Stranger than truth... It seems the my problem resulted from the OS not being able to find the swap partition(?) I performed the following process successfully:
1 - I transferred the drive partition layout from the original to the new drive using sfdisk (easier than doing it manually)
2 - I transferred the boot sector using dd as described earlier.
3 - I moved the / and /home partitions using g4l (Ghost for Linux) which is basically a menu driven dd process.
4 - I booted the new drive and received the same error re. my /home/ken directory not being available to me.
5 - I booted the live CD and made the following repairs:
- determine the UUID for partitions sda1, sda2, sda3, sda4 using sudo vol_id -u /dev/sda1 etc. and recorded these
mkdir /repair
mount /dev/sda1 /repair
I then examined fstab
sudo gedit /repair/etc/fstab
The UUIDs for sda1 (/) and sda3 (/home) matched as I had in effect copied them with dd.
The UUID for sda2 - the swap partition - did not match so I replaced the value in fstab with the value determined with vol_id -u.
The UUID for sda4 (/vmworld) also did not match as I had not restored any data to this partition for this test.
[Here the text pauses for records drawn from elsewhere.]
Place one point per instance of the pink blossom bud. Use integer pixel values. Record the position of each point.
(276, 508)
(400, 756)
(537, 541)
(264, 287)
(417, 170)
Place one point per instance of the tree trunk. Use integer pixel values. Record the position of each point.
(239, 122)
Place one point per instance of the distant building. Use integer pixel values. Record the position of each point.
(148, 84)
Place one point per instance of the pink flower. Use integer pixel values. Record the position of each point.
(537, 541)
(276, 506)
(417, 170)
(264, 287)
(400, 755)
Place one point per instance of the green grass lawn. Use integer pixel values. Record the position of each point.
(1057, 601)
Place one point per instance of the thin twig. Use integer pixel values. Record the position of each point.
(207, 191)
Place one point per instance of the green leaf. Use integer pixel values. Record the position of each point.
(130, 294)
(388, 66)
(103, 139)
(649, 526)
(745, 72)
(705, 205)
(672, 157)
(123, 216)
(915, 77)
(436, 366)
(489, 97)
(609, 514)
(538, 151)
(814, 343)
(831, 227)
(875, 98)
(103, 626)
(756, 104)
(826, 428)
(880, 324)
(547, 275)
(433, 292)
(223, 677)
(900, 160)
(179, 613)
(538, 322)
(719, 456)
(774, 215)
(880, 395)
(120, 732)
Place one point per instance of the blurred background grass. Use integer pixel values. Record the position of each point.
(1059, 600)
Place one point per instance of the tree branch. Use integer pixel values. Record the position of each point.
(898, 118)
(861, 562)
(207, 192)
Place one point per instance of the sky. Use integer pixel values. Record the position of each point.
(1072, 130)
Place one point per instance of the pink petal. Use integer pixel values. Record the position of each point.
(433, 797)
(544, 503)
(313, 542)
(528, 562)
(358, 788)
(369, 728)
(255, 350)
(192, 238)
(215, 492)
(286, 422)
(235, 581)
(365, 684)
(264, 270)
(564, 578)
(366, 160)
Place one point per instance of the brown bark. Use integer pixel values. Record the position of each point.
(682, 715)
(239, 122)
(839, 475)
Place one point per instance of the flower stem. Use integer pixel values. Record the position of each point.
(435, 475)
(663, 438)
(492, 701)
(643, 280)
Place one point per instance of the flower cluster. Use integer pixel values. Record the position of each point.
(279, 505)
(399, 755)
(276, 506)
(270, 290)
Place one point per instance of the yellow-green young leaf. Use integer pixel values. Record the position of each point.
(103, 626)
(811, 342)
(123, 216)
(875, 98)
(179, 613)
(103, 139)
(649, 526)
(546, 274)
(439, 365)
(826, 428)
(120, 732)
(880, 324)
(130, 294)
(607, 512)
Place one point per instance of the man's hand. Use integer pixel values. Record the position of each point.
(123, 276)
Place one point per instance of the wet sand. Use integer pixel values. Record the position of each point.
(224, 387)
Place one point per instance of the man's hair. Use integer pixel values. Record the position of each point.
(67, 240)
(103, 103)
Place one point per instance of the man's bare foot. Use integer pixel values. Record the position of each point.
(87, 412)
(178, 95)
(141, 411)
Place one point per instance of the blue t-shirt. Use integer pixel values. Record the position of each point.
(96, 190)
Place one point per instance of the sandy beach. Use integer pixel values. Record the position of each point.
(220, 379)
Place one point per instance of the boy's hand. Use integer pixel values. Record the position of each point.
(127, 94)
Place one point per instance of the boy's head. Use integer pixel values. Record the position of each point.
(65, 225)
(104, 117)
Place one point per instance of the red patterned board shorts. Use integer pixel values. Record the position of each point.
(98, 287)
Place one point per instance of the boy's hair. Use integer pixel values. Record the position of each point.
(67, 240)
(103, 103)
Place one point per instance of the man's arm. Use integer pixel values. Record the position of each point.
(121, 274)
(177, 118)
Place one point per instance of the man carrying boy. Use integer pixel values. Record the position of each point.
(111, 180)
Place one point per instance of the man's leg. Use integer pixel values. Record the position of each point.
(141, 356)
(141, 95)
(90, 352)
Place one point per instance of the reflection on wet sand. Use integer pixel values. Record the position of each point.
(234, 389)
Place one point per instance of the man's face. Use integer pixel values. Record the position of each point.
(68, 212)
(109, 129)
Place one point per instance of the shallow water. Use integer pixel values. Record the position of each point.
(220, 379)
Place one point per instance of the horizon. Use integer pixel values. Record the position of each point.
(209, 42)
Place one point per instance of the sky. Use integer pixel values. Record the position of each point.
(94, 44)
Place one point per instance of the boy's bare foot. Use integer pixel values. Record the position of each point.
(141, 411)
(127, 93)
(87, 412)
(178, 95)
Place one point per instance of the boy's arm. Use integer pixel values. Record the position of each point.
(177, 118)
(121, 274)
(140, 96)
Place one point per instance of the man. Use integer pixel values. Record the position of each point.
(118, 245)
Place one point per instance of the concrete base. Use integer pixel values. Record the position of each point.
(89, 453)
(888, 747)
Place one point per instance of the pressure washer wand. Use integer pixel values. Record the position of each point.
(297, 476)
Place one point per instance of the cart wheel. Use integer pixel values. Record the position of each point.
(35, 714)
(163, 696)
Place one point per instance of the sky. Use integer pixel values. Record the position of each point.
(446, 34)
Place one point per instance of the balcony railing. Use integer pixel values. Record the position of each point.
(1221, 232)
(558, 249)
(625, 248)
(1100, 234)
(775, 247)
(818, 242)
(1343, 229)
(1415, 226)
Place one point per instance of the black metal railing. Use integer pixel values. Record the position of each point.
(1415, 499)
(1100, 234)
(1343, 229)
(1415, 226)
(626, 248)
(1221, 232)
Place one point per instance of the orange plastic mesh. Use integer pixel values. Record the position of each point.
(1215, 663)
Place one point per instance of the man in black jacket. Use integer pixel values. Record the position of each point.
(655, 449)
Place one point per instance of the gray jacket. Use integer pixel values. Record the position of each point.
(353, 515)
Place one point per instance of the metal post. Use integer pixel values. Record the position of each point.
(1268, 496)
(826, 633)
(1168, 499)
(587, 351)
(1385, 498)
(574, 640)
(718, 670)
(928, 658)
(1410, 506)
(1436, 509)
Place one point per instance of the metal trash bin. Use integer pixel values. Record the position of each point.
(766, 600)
I updated fstab for this one also while I was at it.
After rebooting to the new hard drive I was good to go. The /vmworld file system was available although I had to change permissions on it so I could copy my virtual box files back. Honestly I do not recall formatting this partition(?) I intentionally did NOT format the other 3 in this test. Perhaps sfdisk also copies the format - I will have to look that up.
So I now have a proven cold iron backup and restore process. Time to do some more experimenting with Ubuntu as I know how to recover from whatever disasters I might create.